Intel's latest Lunar Lake designs extended the width over previous cores as well as having high clocks (and will likely be the case for the upcoming P-cores as well). There were studies in the past that examined diminishing returns of 'wideness' but I can't think of what to search for to find the main one I'm thinking of right now.
I remember reading a paper from a millenium long gone, where the authors simulated a "perfect" CPU. It was infinitely wide (i.e. an unlimited number of execution units for each type of instruction), branch prediction was always guessing right, all instructions had single cycle latency (implying that all memory accesses were cache hits), and so on. Their perfect simulated CPU was only limited by causality; i.e. it could not magically guess values before it had actually computed them.
On this simulated processor they were running a workload that was both important and difficult (for real CPUs) to execute quickly: a compiler. Over the complete compiler run, the "perfect" CPU reached an average IPC (instructions per clock) of roundabout 2000.
The researcher's next step was to introduce limits into their simulation. The less perfect (but still way beyond realistically feasible) simulated CPU was 2000 wide: up to 2000 instructions could be executed in any single clock cycle, but not more. The rationale was that the first experiment suggested that this should be enough on average to run the compiler near the "causal limit".

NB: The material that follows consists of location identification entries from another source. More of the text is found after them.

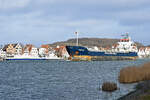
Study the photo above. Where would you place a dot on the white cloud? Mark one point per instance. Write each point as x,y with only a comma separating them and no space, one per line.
9,4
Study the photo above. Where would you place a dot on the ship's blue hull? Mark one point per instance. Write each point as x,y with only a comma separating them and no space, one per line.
82,51
24,59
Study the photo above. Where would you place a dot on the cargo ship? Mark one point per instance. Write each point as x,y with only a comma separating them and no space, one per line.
125,49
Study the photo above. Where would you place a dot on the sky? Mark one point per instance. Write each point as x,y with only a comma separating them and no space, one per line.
47,21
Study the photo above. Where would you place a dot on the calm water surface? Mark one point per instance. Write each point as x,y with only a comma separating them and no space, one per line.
61,80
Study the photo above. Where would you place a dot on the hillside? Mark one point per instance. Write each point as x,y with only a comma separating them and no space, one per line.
104,42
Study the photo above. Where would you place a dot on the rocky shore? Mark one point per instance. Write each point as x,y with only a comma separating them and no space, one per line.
140,74
142,92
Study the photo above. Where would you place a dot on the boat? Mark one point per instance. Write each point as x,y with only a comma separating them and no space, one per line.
125,49
51,56
24,57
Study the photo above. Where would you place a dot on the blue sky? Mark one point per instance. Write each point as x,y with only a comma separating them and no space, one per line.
47,21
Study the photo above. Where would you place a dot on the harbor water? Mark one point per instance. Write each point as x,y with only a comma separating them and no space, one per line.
61,80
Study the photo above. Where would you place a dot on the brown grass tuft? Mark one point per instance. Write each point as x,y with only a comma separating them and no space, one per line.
135,74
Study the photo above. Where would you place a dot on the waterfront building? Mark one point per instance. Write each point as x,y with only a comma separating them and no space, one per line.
30,50
2,53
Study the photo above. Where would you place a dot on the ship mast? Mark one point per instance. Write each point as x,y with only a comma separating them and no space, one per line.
77,38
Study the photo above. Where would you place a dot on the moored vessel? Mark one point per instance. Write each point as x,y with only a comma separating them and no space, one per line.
125,49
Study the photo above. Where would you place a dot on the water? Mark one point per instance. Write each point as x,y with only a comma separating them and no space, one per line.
61,80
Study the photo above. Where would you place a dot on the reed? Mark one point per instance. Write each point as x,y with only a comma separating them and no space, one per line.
134,74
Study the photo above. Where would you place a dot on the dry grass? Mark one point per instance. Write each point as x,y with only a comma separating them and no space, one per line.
135,74
109,86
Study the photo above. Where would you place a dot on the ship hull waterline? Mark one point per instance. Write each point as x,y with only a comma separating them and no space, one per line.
79,53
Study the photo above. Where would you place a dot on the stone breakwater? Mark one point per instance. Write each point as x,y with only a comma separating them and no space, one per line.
142,92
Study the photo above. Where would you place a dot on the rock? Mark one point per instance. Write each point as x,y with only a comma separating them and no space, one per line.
109,86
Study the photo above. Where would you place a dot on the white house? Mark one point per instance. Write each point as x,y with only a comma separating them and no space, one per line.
2,53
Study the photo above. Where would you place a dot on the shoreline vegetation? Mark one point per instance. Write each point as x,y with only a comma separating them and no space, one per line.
134,74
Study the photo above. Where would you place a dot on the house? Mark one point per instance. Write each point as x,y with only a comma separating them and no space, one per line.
44,50
62,52
147,51
2,53
13,49
141,52
30,50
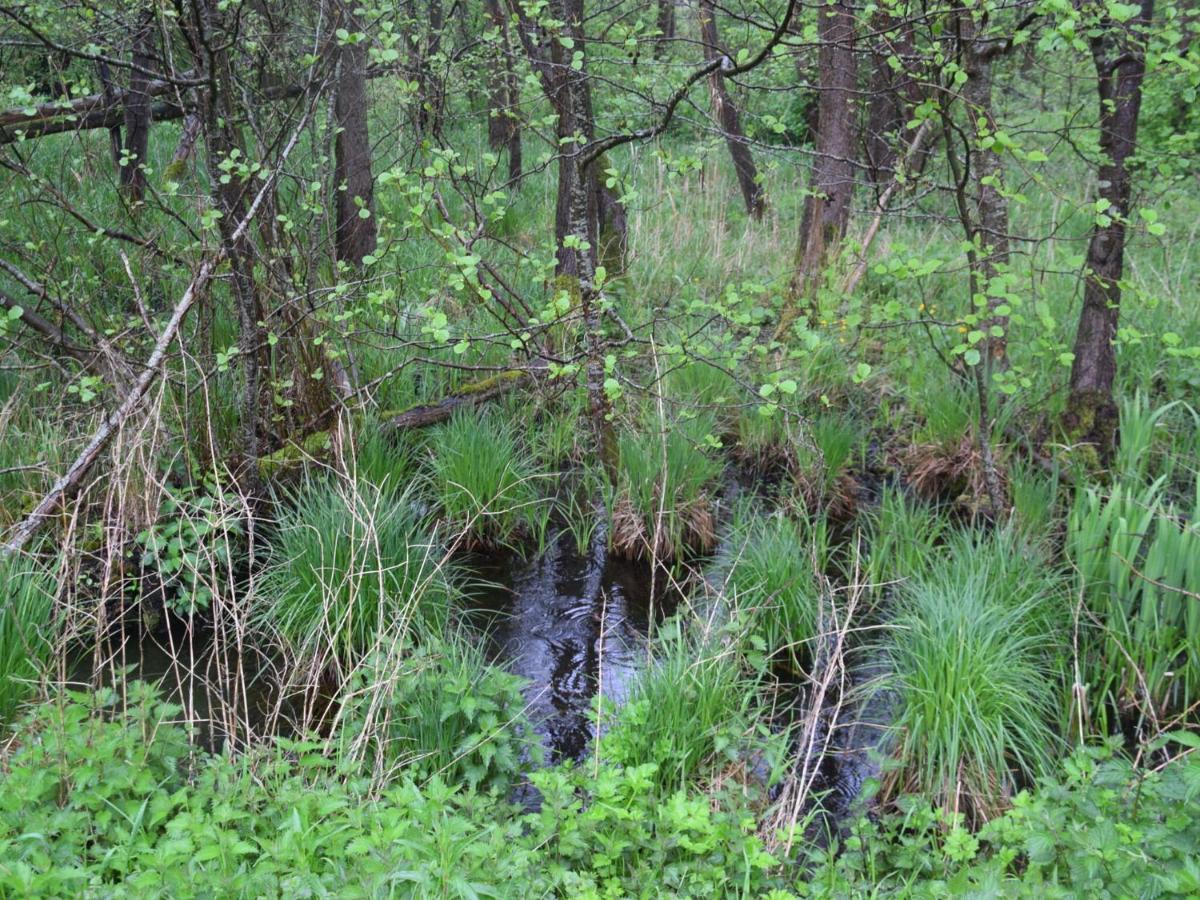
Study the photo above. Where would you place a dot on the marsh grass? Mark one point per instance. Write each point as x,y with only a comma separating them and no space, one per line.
1138,558
27,601
661,508
976,689
1036,499
766,443
484,481
904,534
352,567
436,708
690,712
385,461
773,585
699,387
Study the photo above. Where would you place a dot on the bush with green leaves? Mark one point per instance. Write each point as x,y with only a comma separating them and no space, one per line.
191,547
107,798
352,568
690,712
27,628
438,709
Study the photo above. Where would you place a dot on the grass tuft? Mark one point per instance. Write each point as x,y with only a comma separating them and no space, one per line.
483,480
352,567
27,600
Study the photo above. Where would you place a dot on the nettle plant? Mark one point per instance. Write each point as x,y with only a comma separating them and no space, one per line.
191,546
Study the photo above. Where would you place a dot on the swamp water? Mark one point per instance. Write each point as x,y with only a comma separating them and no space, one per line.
574,625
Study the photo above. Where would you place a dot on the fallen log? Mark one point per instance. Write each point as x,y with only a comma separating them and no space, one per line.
469,395
70,481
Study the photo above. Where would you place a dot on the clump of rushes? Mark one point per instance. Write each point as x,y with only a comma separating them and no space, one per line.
438,709
377,459
943,462
661,507
352,568
484,480
975,684
697,387
765,443
772,585
904,537
1146,653
27,597
688,713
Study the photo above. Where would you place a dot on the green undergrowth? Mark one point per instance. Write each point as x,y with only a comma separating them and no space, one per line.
666,474
773,585
103,798
976,645
484,480
27,601
352,567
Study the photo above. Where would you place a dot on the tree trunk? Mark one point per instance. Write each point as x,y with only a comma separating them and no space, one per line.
894,94
991,207
354,184
1119,55
222,137
114,129
827,207
430,91
577,222
137,111
726,115
666,28
504,99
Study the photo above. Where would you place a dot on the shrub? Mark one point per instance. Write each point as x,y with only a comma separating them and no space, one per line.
352,567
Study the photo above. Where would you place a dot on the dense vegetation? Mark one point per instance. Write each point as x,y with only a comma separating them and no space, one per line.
517,448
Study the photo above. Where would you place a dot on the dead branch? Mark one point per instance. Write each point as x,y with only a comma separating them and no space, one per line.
70,481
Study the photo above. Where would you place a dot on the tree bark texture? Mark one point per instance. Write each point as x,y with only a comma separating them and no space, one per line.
665,25
726,114
354,183
894,94
504,97
138,111
1120,60
987,174
827,207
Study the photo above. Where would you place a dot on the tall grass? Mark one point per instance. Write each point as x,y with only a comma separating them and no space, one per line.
1138,557
664,485
483,480
689,713
976,690
773,585
352,567
379,459
904,535
438,709
696,385
27,599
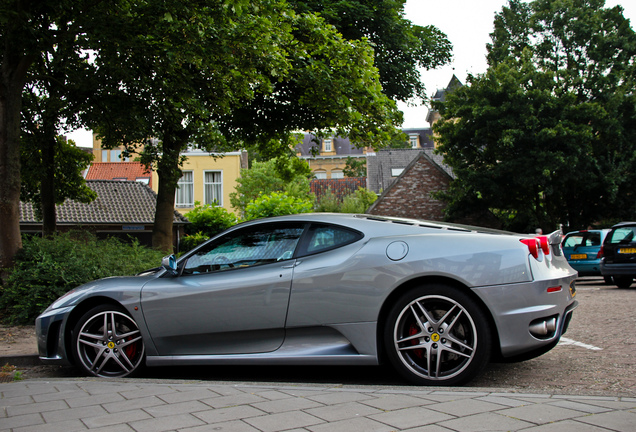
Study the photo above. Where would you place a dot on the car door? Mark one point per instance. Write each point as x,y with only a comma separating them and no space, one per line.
230,297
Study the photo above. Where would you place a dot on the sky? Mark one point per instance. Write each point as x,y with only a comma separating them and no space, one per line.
467,24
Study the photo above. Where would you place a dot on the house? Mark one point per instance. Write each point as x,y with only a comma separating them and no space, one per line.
207,178
419,174
122,209
132,171
327,157
339,187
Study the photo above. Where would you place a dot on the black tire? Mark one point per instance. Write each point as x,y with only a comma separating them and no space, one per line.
107,343
623,281
437,335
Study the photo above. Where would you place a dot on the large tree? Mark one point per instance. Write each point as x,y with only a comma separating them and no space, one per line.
401,49
207,75
547,134
30,31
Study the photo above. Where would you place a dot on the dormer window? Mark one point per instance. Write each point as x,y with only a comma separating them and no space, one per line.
327,145
414,140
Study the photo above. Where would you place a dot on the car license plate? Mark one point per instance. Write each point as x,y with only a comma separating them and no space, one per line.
627,250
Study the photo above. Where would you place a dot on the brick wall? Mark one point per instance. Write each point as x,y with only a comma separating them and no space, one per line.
410,195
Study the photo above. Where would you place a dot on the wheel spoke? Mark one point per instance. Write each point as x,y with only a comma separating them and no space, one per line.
110,344
444,342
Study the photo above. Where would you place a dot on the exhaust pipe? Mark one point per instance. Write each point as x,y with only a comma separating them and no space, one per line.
543,327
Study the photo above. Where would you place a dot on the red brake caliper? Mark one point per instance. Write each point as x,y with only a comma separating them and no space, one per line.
413,329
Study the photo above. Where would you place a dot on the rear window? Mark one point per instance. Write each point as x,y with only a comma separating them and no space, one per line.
583,239
622,235
322,237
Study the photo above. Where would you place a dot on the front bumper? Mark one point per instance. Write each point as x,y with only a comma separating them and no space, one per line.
51,338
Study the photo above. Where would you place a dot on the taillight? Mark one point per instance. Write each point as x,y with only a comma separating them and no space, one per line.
533,246
545,244
600,253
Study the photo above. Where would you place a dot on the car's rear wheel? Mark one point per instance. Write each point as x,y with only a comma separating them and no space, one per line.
107,343
437,335
623,281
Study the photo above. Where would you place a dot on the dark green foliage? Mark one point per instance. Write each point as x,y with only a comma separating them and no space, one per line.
276,204
547,135
206,222
46,268
355,168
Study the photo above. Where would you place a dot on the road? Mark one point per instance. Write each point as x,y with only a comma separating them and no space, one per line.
597,356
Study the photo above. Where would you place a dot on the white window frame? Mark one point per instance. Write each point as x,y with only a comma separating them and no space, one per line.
219,184
328,144
337,173
115,155
184,186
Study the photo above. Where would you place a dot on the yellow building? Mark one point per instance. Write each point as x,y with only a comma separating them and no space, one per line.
206,178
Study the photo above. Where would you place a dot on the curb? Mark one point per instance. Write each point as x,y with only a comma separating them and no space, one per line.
21,360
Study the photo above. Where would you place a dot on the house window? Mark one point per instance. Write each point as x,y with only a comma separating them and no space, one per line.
213,187
328,145
185,190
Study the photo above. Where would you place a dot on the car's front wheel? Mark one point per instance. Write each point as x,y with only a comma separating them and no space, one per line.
437,335
107,343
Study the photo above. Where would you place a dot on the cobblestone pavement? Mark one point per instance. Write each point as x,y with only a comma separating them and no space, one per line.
587,383
147,405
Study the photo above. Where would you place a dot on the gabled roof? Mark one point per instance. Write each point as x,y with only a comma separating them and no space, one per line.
118,171
117,202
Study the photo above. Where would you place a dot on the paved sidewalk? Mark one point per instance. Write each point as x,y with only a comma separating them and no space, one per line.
148,405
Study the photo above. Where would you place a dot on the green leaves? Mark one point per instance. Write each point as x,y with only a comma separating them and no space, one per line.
530,140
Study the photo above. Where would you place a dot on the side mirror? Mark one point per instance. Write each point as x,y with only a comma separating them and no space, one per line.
170,264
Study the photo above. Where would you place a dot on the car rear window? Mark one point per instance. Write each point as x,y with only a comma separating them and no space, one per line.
583,239
622,235
323,237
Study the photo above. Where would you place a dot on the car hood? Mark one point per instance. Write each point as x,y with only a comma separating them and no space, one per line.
120,288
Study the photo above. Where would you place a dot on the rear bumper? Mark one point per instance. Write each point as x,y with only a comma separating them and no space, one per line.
519,308
618,269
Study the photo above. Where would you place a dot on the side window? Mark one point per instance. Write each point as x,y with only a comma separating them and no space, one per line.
246,248
325,237
622,235
573,240
593,239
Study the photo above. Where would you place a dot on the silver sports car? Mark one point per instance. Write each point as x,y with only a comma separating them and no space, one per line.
437,301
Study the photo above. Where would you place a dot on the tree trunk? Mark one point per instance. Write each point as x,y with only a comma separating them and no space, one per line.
12,76
169,174
47,188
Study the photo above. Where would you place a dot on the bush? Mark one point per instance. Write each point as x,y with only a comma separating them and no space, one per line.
46,268
209,220
206,222
358,201
276,204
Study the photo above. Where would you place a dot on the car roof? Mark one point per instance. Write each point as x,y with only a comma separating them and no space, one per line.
621,224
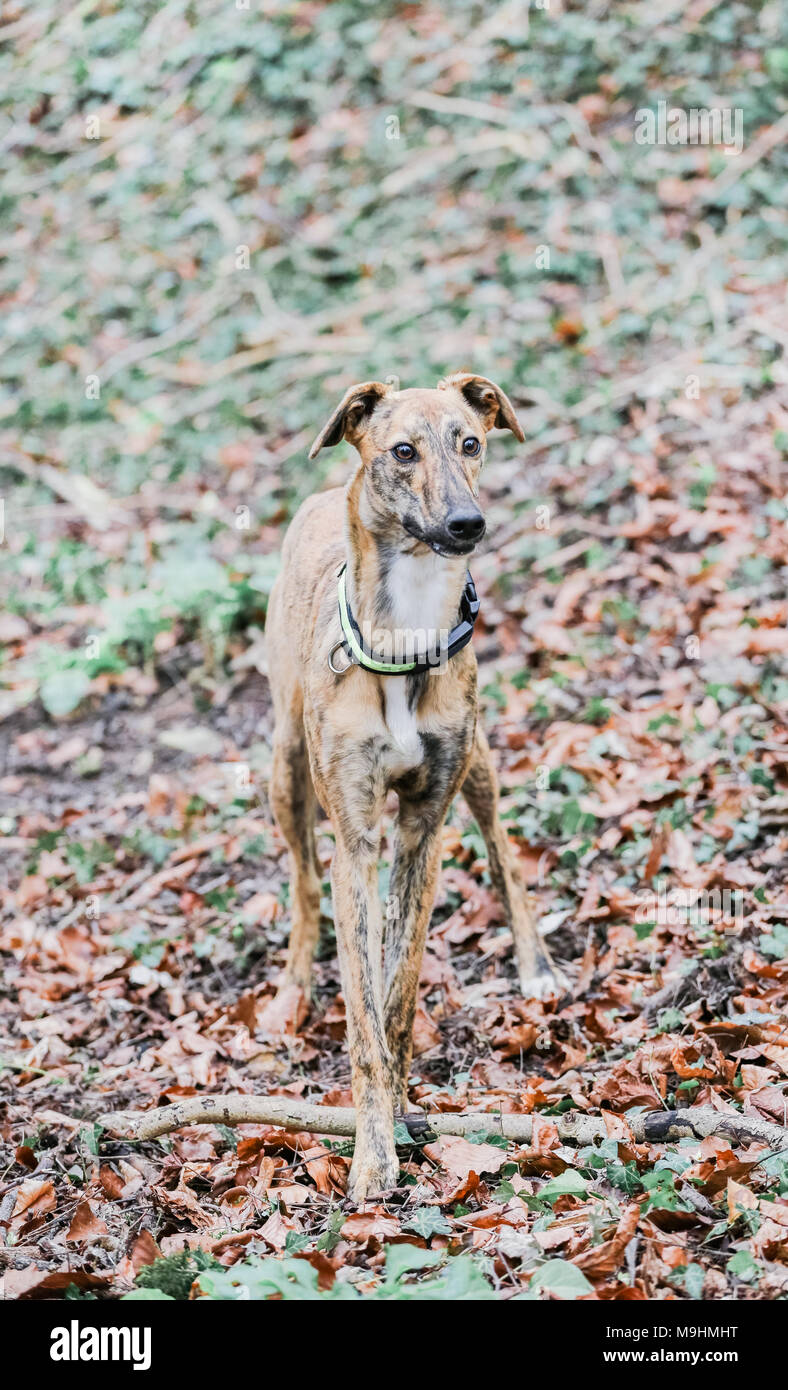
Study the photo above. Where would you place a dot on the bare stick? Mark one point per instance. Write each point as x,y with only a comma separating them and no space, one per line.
655,1126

So they made a run with the 2000 wide simulated CPU and got an effective IPC of ...
drumroll ... eight. Just eight instruction per clock cycle executed on average over the whole compiler run.
On closer inspection, the researchers found that the "perfect" CPU got most of its speed from its ability to look arbitrarily far into the future of the running program. So it found independent work even across compiler phases, and so on; this allowed it to be extremely bursty, with an individual clock cycle potentially executing millions of instructions, preemptively making up for many stalled cycles later on.
The 2000 wide CPU could not come anywhere near such burst benefits.
(I have tried to find this paper unsucessfully at least four times since I first read it. Sigh.)
BTW, reality has since surpassed even the perfect simulated CPU a little bit. Nowadays we do things like instruction fusion, where (causally) dependent instructions are executed not in subsequent clock cycles, but in a single clock cycle; this is actually one clock cycle faster than the perfect CPU above. And our CPUs often have fairly powerful SIMD execution units, which sometimes deliver us the performance of a CPU much wider than what we actually have.
In practice, any complicated workload that reaches even only an average IPC of 1.0 on a real, 8 wide, machine is already fairly rare. Some optimized workloads or very regular algorithms can break an IPC of 2.0 on a real CPU core, but that almost always involved a lot of brain cycles and a lot of work to get there.
The vast majority of program code has never been tuned to that point, and average IPCs below 1.0 are commonplace.